Review: Manakamana

Manakamana: ★★★★☆

Nepal/USA, 2014

Directors: Stephanie Spray, Pacho Valez

Review:

Manakamana is not a film for those used to the frantic pace of big-budget blockbusters. In fact, Stephanie Spray and Pacho Velez’s meditative and formally meticulous documentary announces itself as a sanctuary from, even an antidote against, those flashy action-packed low-attention-span movies.

Manakamana inhabits a different world, a world which it invites us into through 11 cable-car rides taking pilgrims and tourists to and from the mountain-top Hindu temple of Manakamana, Nepal. The premise is as simple and minimalist as it sounds; the camera never moves from the same spot in the cable-car and each ride is shown in real time, lasting just under nine minutes. Some of the pilgrims never utter a word, leaving us in quiet contemplation for the duration of their ride. One group consists of a trio of young Nepalese heavy metal aficionados. Another of three elderly ladies reminiscing about their trips to the temple as young girls, giving us an impression of how much things have changed since their youth.

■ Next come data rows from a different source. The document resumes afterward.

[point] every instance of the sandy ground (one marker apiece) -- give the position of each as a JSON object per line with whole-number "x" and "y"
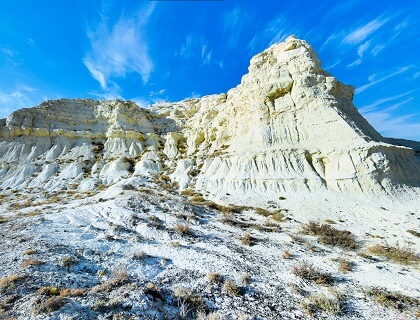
{"x": 125, "y": 247}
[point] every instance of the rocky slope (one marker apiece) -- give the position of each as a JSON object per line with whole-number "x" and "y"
{"x": 201, "y": 208}
{"x": 289, "y": 126}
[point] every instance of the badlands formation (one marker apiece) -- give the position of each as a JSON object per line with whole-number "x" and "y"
{"x": 151, "y": 212}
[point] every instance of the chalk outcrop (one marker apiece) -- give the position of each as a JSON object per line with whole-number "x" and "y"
{"x": 289, "y": 126}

The point here is to remain open to the experience of merely watching and taking in. This film is partly a rich testament to Nepal’s slow transition from tradition towards modernity. The sense of how much the temple and its local geography have changed is made clear as passengers casually comment on the new roads and houses being built in the surrounding hills, as well as the new cable-car itself. But it is also an invitation to slow down for a couple of hours and connect with what we see, with the people we gaze, and maybe try to imagine what their lives are like beyond the restricted frame of the film. One middle-aged couple childishly enjoy ice creams on the way back from temple, perhaps a pleasure they’ve enjoyed on temple visits since they were kids. The trio of rockers speak of a gig later the same day, giving a sense of the wider lives of these people beyond the unique spiritual experience of a pilgrimage.

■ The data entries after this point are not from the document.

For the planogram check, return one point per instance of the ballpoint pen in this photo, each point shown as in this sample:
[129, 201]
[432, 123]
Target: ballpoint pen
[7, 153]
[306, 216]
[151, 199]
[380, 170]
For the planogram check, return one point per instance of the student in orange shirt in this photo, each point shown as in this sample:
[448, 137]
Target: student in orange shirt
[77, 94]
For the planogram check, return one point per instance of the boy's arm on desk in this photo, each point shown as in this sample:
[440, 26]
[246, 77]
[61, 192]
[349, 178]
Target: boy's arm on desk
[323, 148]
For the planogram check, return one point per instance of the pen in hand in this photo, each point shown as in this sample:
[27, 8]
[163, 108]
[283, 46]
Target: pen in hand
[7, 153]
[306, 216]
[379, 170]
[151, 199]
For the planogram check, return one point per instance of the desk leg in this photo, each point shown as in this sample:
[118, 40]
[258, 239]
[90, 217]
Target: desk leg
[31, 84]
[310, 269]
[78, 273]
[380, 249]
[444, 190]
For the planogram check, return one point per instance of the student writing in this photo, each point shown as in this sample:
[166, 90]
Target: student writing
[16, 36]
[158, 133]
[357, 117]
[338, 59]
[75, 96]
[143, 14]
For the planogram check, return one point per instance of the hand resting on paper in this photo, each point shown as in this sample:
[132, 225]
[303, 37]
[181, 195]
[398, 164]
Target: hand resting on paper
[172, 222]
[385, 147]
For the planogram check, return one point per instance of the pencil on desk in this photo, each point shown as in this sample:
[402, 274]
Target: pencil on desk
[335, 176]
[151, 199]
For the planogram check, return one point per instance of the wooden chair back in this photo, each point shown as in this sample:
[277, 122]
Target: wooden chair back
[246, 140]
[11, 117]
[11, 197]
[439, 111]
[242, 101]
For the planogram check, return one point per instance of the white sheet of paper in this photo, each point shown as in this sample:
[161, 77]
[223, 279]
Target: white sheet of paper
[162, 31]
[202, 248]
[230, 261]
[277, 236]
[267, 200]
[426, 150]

In terms of cinematic technique, besides the transitions between rides and the sound design, it might be fair to say there won’t be much to impress here. But then that is also the point, of taking cinema back to its basics. Beyond that, there is plenty to suggest the filmmakers have thought hard about how to structure the eleven trips into a meaningful storyline arc. The fact each ride lasts as long as one reel of film, and that the window behind the cable-car passengers, giving us a glimpse of the splendid scenery, looks very much like a screen frame itself, only further suggests the ways Manakamana is making a self-conscious statement about the medium of film.

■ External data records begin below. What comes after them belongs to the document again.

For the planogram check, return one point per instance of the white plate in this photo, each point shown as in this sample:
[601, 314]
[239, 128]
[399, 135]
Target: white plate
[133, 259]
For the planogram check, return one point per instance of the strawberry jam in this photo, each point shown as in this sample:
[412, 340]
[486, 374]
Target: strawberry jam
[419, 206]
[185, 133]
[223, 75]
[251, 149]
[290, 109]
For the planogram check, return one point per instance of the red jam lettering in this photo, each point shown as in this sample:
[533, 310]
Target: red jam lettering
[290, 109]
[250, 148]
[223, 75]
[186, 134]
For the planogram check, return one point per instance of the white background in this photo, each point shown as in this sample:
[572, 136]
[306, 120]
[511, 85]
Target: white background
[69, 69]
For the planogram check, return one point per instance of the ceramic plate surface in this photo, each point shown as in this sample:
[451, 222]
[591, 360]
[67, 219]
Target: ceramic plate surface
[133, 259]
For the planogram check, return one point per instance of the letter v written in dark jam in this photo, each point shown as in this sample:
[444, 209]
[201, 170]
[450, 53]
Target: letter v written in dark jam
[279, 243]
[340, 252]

Manakamana is more proof that Harvard’s Sensory Ethnography Lab (SEL), the centre that produced it as well as several other recent films, is currently a breeding ground for some of the most innovative documentaries. After Verena Paravel and Lucien Castaing-Taylor’s Leviathan (the 2012 whaling doc that is, not Zvyagintsev’s 2014 Russian parable), the SEL’s formula of mixing ethnographic research with bold filmmaking has come up trumps again. All you need is to be ready to take a step into a more measured world for two or so hours.